Friday, October 7, 2011
Characters Must Not Always Be What They Seem
Before we get started, please watch the video above. I promise you won't regret it. You only have to watch about half to get my point.
It's not necessarily the best representation of what I want to talk about today, but it does illustrate quite well how pleasant it can be to be surprised. Never before (well okay, maybe Susan Boyle) have I seen a singer whose lungs, tone, passion, and presence so vastly defied his appearance and the first impression I'm willing to admit I judged him on.
People are like this. People are funny looking, irritating, mean, judgmental. They have all kind of flaws.
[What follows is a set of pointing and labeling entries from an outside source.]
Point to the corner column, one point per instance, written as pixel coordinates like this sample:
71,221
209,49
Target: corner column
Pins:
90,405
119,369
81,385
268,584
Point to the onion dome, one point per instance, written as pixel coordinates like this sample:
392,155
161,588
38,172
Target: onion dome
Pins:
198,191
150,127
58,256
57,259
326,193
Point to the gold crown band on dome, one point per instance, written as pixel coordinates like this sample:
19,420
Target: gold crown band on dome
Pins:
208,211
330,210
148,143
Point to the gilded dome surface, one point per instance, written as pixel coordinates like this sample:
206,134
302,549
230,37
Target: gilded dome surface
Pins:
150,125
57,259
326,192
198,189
Many of them aren't worth knowing, but most of them are, flawed as they may be.
We must make our characters equally as many-faceted.
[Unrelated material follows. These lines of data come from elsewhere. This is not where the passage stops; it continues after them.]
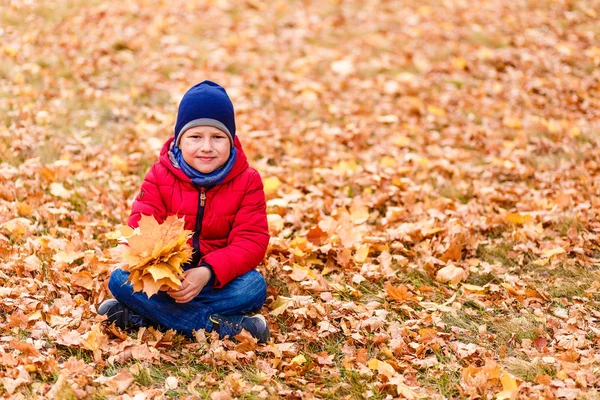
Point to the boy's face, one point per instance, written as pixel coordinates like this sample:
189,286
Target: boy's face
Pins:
205,148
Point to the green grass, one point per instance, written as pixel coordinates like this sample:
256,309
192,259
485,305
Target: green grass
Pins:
528,370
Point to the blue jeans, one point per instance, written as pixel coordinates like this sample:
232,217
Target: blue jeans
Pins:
243,295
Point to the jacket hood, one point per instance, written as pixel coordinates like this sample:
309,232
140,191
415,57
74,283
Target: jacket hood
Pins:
241,162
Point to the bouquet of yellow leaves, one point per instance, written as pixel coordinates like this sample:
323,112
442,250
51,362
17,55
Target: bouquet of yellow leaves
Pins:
155,253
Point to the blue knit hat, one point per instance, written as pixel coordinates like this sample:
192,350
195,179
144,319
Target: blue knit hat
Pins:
205,104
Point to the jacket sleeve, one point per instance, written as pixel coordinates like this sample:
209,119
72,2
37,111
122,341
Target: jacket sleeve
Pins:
248,239
148,201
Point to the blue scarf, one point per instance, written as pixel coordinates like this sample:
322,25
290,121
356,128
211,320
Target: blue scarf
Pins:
198,178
I struggle with this myself, because I have a rather large cast in my novel, and there is very little space to give deep characterization to all the people in my story, but you'd be surprised how little can go a long way.
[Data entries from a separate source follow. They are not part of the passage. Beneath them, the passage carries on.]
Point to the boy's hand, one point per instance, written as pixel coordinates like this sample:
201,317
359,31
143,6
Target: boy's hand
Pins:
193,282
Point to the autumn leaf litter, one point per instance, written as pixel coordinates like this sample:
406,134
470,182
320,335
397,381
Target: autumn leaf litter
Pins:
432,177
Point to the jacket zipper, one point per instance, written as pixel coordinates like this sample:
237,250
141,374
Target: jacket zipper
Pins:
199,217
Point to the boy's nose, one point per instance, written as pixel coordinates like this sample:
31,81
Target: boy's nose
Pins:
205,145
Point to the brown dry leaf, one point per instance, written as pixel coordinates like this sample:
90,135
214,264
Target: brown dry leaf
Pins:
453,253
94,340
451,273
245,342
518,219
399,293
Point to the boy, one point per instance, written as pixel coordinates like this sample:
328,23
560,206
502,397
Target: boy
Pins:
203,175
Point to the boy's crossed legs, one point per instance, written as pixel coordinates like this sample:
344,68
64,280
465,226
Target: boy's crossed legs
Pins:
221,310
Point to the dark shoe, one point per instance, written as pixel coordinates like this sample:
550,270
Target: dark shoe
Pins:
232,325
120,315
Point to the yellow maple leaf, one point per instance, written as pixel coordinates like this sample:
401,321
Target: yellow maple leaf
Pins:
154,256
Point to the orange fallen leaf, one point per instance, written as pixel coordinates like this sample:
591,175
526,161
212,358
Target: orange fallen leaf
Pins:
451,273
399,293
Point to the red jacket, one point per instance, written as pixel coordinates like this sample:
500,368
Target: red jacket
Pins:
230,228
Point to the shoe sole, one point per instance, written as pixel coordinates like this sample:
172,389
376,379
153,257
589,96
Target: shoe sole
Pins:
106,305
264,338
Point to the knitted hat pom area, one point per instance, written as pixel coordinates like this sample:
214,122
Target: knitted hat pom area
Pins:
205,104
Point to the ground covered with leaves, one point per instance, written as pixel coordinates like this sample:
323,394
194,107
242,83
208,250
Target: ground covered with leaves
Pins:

Dialog is a great tool for this. A tiny turn of phrase. Evidence that a character would be willing to interrupt a certain character, when they would never interrupt most others. Telling the truth. Lying.
In fact, I think that interaction between characters is the most important key to all of this. Everyone behaves differently, even if only slightly, depending on who is in the room. We worry what people think of us (or our confidence raises us above that), but we also think differently of everyone we worry will be judging us.
Put your characters in situations where what they think and feel about each other must be revealed, and hopefully one (or more) of them will end up doing something that surprises you, and will therefore surprise your reader.
And remember, in a book, unlike on TV, it doesn't always have to be a pleasant surprise. It just has to be compelling, and believable.
How do you keep your characters from falling flat? From being thin and predictable? Do you write secrets and surprises into them ahead of time, or do you allow them to be revealed to you along the journey?